Потому что в воспоминаниях он приблизился к кульминации, к той части трагедии, где значится ремарка:
Любой момент подойдет, думает Снежный человек, и дождь течет по его лицу. Все они есть, ибо все они сейчас со мной.
Джимми не сразу узнал Орикс, хотя наверняка видел ее в тот первый вечер, когда смотрел в одностороннее зеркало. На ней, как и на Детях Коростеля, не было одежды, она была прекрасна, как они, и издалека почти не выделялась. Темные волосы распущены, она стояла к нему спиной, ее окружали другие; просто элемент картины.
Несколько дней спустя, когда Коростель показывал ему, как работать с мониторами, передающими изображение с камер, спрятанных в листве, Джимми разглядел ее лицо. Она повернулась к камере, и он снова увидел его, этот взгляд, что пронизывал его и видел таким, какой он есть на самом деле. Только глаза у нее стали другие – зеленые и светящиеся, как у Детей Коростеля.

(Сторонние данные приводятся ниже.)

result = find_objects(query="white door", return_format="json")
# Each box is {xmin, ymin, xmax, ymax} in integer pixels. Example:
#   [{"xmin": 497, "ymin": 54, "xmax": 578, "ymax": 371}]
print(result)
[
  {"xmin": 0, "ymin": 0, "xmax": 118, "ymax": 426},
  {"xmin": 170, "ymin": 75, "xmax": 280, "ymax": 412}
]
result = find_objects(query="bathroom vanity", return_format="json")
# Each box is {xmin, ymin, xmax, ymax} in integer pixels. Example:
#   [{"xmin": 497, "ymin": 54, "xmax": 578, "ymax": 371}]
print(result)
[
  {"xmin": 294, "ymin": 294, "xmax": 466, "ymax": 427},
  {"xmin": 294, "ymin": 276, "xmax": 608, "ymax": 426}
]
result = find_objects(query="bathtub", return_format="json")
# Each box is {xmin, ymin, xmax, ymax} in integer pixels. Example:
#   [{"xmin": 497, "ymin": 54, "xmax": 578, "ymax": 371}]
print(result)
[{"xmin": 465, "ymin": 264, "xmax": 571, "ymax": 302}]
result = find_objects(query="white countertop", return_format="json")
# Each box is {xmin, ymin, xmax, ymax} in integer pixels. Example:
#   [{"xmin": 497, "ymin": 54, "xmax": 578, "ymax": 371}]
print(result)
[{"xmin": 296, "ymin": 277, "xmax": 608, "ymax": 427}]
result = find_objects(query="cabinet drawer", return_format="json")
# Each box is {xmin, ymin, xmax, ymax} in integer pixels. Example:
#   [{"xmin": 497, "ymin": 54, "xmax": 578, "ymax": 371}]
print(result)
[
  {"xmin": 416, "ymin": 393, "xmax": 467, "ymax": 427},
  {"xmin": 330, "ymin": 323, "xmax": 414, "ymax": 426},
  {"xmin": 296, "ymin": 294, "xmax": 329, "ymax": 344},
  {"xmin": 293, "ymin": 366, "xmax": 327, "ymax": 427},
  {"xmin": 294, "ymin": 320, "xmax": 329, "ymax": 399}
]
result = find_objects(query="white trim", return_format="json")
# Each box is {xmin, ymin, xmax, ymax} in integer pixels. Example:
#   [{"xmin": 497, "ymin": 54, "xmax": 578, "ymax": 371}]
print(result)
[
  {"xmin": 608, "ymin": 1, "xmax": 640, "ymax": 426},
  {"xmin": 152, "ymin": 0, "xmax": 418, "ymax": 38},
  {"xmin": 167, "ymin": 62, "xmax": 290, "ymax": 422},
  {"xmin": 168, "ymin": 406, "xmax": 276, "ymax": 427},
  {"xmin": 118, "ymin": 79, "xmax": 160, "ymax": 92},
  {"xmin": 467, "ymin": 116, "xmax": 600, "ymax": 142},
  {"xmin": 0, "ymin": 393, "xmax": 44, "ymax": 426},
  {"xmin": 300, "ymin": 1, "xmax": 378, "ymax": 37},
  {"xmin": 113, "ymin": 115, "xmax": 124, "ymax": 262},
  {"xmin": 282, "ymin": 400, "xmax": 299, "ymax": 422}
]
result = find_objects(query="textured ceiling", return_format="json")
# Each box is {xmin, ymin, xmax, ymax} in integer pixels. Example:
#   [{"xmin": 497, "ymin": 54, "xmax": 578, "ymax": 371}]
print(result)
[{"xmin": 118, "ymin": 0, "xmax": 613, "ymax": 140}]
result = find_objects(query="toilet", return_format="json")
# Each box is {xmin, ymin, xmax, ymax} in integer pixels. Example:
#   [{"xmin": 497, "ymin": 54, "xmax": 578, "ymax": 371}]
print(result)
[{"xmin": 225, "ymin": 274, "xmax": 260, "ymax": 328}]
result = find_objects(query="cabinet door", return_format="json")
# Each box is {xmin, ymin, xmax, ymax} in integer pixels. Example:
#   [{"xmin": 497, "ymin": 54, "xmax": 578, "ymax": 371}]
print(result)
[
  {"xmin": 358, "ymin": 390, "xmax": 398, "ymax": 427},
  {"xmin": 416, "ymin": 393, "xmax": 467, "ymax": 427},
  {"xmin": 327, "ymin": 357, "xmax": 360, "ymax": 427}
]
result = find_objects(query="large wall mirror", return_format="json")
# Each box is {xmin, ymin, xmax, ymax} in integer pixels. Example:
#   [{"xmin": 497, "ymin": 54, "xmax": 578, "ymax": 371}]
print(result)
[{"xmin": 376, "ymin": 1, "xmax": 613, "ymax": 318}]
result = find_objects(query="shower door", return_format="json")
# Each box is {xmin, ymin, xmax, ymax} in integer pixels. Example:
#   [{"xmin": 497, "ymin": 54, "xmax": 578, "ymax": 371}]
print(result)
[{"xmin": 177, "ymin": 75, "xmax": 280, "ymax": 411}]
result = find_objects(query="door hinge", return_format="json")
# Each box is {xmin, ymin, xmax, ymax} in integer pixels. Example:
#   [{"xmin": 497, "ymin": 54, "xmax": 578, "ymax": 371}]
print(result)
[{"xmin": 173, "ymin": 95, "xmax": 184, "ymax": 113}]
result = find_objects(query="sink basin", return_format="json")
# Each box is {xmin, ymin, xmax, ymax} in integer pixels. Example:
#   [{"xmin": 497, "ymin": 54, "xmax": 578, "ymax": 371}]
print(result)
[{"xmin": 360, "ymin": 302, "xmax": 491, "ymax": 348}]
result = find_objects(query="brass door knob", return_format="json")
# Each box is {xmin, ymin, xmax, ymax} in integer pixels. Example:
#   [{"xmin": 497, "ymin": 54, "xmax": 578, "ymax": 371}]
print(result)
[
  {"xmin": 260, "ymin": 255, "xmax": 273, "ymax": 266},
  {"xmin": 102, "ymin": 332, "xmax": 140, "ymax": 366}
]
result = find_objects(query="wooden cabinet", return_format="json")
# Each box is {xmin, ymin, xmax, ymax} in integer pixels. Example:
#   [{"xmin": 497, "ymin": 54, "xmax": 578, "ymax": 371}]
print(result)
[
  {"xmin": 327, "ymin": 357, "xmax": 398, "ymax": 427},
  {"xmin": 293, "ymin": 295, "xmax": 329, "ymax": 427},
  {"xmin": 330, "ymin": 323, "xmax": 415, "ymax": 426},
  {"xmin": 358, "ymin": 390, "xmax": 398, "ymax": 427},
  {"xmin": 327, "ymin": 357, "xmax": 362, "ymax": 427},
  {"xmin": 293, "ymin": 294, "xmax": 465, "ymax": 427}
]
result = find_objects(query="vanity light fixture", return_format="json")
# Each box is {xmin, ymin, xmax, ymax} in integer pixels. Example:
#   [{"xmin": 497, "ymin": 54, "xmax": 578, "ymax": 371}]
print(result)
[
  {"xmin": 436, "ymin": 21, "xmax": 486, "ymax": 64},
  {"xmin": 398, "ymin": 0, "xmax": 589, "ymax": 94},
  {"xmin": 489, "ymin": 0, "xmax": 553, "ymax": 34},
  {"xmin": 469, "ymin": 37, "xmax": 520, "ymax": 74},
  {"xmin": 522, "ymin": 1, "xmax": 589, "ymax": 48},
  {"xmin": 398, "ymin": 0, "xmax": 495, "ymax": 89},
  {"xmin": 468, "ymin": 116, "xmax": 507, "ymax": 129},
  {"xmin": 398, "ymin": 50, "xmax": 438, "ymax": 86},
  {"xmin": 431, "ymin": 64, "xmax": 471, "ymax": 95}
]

Глядя в эти глаза, Джимми пережил момент чистого блаженства, чистого ужаса: она перестала быть изображением – просто портретом, что хранился в тайне и темноте, распечаткой, которую Джимми прятал между матрасом и третьей доской новой кровати в новой квартире в «Омоложизни». Она вдруг стала настоящей, объемной. Он думал, она ему приснилась. Как может человек попасться вот так, в один миг, на один взгляд, на поднятую бровь, на изгиб руки? Он попался.
– А это кто? – спросил он Коростеля. У нее на руках сидел молодой скунот, она протягивала его Детям Коростеля, и те осторожно трогали зверька. – Она ведь не одна из них. Что она там делает?
– Она их учит, – сказал Коростель. – Нам нужен был посредник, который смог бы с ними общаться на их уровне. Простые концепции и никакой метафизики.
– А чему она их учит? – безразлично спросил Джимми: нельзя показывать Коростелю, что заинтересовался любой женщиной, – Коростель непременно засмеет.
– Ботанике и зоологии, – улыбнулся Коростель. – Другими словами, объясняет им, что нельзя есть и что может укусить. И чему не надо делать больно, – прибавил он.
– А почему она голая?
– Они никогда не видели одежды. Одежда их только смутит.